Original language: Español

Year of publication: 2024

Valuation: Highly recommended

Late, as always. 2024 was the year of the centenary of the death of that famous writer who died of tuberculosis (or of that famous tubercular person who wrote) and we did not dedicate, I believe, even a measly review to him. Of course, we arrive at 2025 and 10 days later…an in-depth review of a book that has Kafka as its center! Don’t take it into account, please.

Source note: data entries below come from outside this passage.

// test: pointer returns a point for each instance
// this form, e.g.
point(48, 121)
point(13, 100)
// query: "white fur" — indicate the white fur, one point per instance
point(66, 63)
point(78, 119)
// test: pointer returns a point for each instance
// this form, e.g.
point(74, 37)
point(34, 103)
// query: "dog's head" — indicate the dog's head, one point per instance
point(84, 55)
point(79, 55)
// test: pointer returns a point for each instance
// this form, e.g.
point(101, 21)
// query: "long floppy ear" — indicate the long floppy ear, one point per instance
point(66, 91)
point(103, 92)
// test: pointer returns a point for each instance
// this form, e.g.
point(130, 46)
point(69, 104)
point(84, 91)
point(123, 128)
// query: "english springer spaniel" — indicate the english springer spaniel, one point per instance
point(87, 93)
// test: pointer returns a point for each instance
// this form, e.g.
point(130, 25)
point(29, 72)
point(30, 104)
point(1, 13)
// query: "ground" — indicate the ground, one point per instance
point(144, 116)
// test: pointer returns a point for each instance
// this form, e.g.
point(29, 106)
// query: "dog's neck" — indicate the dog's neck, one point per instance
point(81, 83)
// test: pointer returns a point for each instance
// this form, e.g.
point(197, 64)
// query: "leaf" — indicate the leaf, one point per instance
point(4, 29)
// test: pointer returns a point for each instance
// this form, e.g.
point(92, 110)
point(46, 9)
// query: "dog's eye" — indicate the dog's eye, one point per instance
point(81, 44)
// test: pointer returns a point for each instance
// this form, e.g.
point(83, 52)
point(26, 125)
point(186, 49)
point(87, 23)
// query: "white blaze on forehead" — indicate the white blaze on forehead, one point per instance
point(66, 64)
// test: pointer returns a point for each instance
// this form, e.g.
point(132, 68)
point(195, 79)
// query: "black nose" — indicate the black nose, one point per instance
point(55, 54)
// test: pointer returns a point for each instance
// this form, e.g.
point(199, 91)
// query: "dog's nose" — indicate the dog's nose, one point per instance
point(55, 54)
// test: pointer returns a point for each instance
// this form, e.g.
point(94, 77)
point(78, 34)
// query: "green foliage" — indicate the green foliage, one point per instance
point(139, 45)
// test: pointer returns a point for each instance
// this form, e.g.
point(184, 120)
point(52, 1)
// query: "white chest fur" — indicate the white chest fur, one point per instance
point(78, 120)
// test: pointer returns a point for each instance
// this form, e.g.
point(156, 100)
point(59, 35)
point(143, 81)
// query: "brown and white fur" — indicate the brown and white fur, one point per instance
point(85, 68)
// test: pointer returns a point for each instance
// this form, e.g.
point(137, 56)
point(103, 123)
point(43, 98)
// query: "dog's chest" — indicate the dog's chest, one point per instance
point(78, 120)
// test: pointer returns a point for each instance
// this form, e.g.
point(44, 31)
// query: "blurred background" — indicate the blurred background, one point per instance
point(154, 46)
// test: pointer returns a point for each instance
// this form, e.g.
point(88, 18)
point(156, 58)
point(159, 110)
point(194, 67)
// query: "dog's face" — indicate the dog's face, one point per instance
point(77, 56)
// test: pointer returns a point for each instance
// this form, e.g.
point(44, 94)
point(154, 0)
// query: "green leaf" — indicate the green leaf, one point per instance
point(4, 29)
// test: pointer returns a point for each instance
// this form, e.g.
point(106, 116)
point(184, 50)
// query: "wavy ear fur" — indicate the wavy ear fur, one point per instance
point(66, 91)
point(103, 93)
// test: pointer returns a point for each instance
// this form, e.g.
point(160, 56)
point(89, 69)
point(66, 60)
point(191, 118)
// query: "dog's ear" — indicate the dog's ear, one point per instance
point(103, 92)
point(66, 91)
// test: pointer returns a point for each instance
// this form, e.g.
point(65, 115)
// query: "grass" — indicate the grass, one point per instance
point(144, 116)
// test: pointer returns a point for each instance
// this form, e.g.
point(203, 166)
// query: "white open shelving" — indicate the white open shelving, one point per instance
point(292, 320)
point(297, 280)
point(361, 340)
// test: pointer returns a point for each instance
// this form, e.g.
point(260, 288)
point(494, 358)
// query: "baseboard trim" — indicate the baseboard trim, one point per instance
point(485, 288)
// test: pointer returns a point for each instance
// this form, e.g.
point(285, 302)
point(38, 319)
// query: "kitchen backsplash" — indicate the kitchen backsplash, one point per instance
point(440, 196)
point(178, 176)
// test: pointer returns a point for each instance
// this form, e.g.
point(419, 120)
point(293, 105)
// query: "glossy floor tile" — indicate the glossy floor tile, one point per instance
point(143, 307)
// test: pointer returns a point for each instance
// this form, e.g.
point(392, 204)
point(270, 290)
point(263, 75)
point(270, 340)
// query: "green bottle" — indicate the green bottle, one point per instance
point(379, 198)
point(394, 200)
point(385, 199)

Well, the fact is that today we bring to ULAD this New Kafkarama, published at the end of 2024 by Ediciones del Subsuelo, and the first thing we must ask ourselves is what it is New Kafkarama.

Options:

  1. Novelized biography of Kafka, either as (re)construction or (de)construction of the author.
  2. Historical novel
  3. Chronicle of the 20th century, at least from 1910 to 1968, approximately
  4. Borgian game
  5. Borgesian and metaliterary game
  6. All of the above
  7. None of the above

There is something of all that. Obviously, the novel is a tribute to the figure of Franz Kafka, “radiating core” (suck that one, Errejón (well, it’s a saying, it’s a saying, don’t take it literally)) from which they depart and to which a series of ramifications arrive that cover a space of more than 50 years, from the First World War to the Soviet repression in Czechoslovakia. To do this, Rodrigo Breto uses some 65 photographs in which historical and fictitious figures, big names and more or less anonymous beings parade, among whom different associations are established. For example, Max Brod, Oskar Pollak, Dora Diamant, Gavrilo Princip, Musil, Hitler, Stalin, Mussolini (and a pipe that was passed from mouth to mouth), a BBC presenter, an almost anonymous disciple of Meyrink, etc.

Thus, we find ourselves with a narrative full of anguish, violence and absurdity, like the 20th century that it portrays, but also with a bizarre narrative full of humor that stands out for three reasons, fundamentally:

  1. His ambition. I like those novels that try to put everything in the novel, as long as there is a mortar that makes the whole thing not fall apart. In this case, the various plots are well woven together and expand the horizons of the text beyond a “simple” biography or tribute.
  2. Its rhythm, in which structure and style play a key role. On the one hand, photographs function as small stories that transfer the action to various spaces and times without letting the narrative become entrenched; On the other hand, the style, without periods or commas or Christ who founded it, gives the narrative a lot of agility. Yes, it is not a new resource, but it works.
  3. The theme. If the two previous points have an obvious subjective element, this is already the “no more” because the First World War or the period of Soviet domination over the countries in its orbit are two historical eras that amaze me.

Some may say that he who covers a lot does little, that perhaps all the stories do not awaken the same interest in all readers, that this is a “too intellectual” book. Maybe, I don’t deny it, but I think that if you manage to get into the game, if you get the ticket to visit the Kafkarama and sit down and look at all the photographs, you’re going to have a great time. I, at least, have done it.